Она на мгновение задумывается и продолжает:
– Думаю, вам ясно, почему я написала именно так. Сегодня я бы не упомянула ни страх, ни неопределенность. На первое место я бы поставила огромную радость, – говорит она, счастливо улыбаясь.
Нири отвечает улыбкой на улыбку и переводит свой взгляд на Тову:
– У нас почти не осталось времени, так что надо дать слово Тове.
– Я тоже терпеть не могу прощаться, – говорит Това. – Не зря же я оказалась последней. Но я хочу сказать, что ничуть не жалею о том, что я здесь. Мне было и приятно, и важно, и хорошо, и легко, и тяжело, – мне было по-всякому. Естественно, я буду рада, если мы продолжим собираться вместе, но я довольно хорошо знаю динамику таких мероприятий: сначала все стараются оставаться в контакте, но постепенно связь рушится.
Анна смеется:
– Я бы очень удивилась, если бы вы этого не сказали!
– Да, я – это я! – со смехом отвечает Това. – Как я и сказала, вы меня знаете! Спасибо вам всем, спасибо Нири.
– А что у вас в записке? – спрашивает Рут.
Това отвечает, не заглядывая в свернутый листок:
– Я написала, что для меня беременность Ширли – это преемственность поколений.
Она обводит всех взглядом.
– Я думаю, что это то, что меня успокаивало. Каждый раз, когда я с ужасом думала о ее приближающихся родах, я пыталась уговорить себя, что нет другого пути для продолжения семьи. Я не знаю, почему именно это действовало на меня успокаивающе, может, потому, что я выросла в доме, где всегда говорили о Катастрофе. Вообще, у нас в доме все делалось для того, чтобы выжить, а не для того, чтобы жить… Так что для меня продолжение семьи – это подарок, а подарок – это что-то приятное. Наверное, так можно объяснить то, что происходило у меня в голове. Возможно, сегодня я написала бы как-то иначе, но не спрашивайте меня как!
Она смеется.
– Все, хватит! Урок окончен!
«Еще пара минут – и мы разойдемся, – думает Элла. – Возможно, еще встретимся, возможно, – нет».
Лето подходит к концу, с деревьев уже опадают листья.
Она закутывается поплотнее в красную шаль, которую купил ей Яир, и глубоко вдыхает прохладный воздух, которым тянет из открытого окна.
Я вернусь домой, а там – Яир.
Осень… Вторая весна…
Нири смотрит на сидящих кругом женщин, переводит взгляд с одной на другую, останавливается на Элле.
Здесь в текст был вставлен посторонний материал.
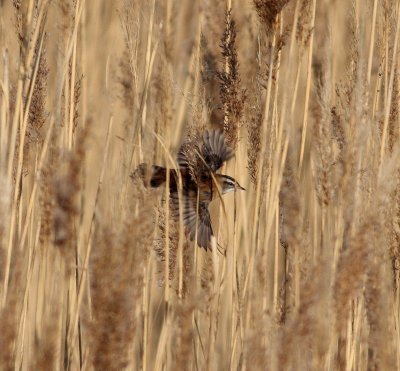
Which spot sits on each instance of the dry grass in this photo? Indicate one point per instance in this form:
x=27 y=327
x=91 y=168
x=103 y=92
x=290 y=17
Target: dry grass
x=95 y=274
– Не сомневайтесь, мне тоже жаль, – говорит она, – мне тоже тяжело прощаться. И я привязалась к вам. Вот я сейчас говорю и уже знаю, что как только мы разойдемся, каждая в свою сторону, я тут же вспомню еще что-то, что мне казалось необходимым вам сказать, но будет уже поздно.
Она улыбается и разводит руками. После небольшой паузы она продолжает:
– Вот тут Элла говорила о беременности как о процессе, у которого есть две составляющие: сама беременность и результат. Обе эти составляющие одинаково важны и одинаково сильно влияют как на женщину, так и на ее окружение. Я думаю, что и мы здесь тоже перенесли своего рода беременность, каждая своим «младенцем». Кроме того, мы вместе из группки женщин превратились в единое целое. В принципе, нам удалось создать организм, действовавший как общая мама, которая нас растила в тепле и любви и дала нам силы добраться до финиша, можно сказать, до родов. Много матерей, дочерей и внучек участвовали в этой группе. Мы рассматривали себя и других со всех сторон. Основной темой наших бесед было материнство, мы говорили о нем, мы его чувствовали, переживали и исследовали. Мне лично стало ясно, что этот очередной переходный период, который вы проходите, является очень важным этапом в жизни матери. Расставание с дочерью, которая создает свою семью, заставляет вас заново пересмотреть вашу роль как матери, а теперь еще и как бабушки.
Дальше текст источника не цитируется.